Today, Ghosn faces financial misconduct charges, including under-reporting of his compensation package and aggravated breach of trust over allegedly failing to report around US$82 million in salary and temporarily transferring personal financial losses onto Nissan’s books during the financial crisis.

He was first arrested in November 2018 and held in custody while the courts repeatedly denied him bail. On 6 March 2019, he was granted a US$9 million bail, but the businessman subsequently fled Japan in December and landed in Beirut, Lebanon.

When politics demands, a CEO can become a convenient scapegoat, particularly in countries with a less than sturdy separation of powers. Tit-for-tat arrests are a common strategy in some Asian countries and the hapless executive may have done nothing to warrant arrest and detention.

Whether Ghosn is a conman or a scapegoat, his case provides an opportune time for multinationals to reassess and ensure they have taken the appropriate steps to protect and prepare their executives as much as possible for not only working in Japan, but elsewhere in Asia.

Stephanie Chiu, a senior associate at Freshfields Bruckhaus Deringer, regularly advises employers on compliance with employment issues. She says there are various strategies that MNCs can employ to prepare CEOs and senior executives before they live and work in Asian countries.

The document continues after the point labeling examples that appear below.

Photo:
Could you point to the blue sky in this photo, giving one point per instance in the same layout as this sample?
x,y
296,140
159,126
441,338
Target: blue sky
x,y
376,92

“A first point is to select the right people. Some senior executives will be better able to adapt to new working environments and cultures than others,” says Chiu. “One can expect MNCs to have policies in place and they will often try to operate global policies, which apply across jurisdictions, but there will inevitably be some country-specific differences (both from a cultural and practical perspective, and also from the perspective of legal risks and boundaries), so bespoke/one-to-one training is a valuable part of the preparation for a senior individual’s move.”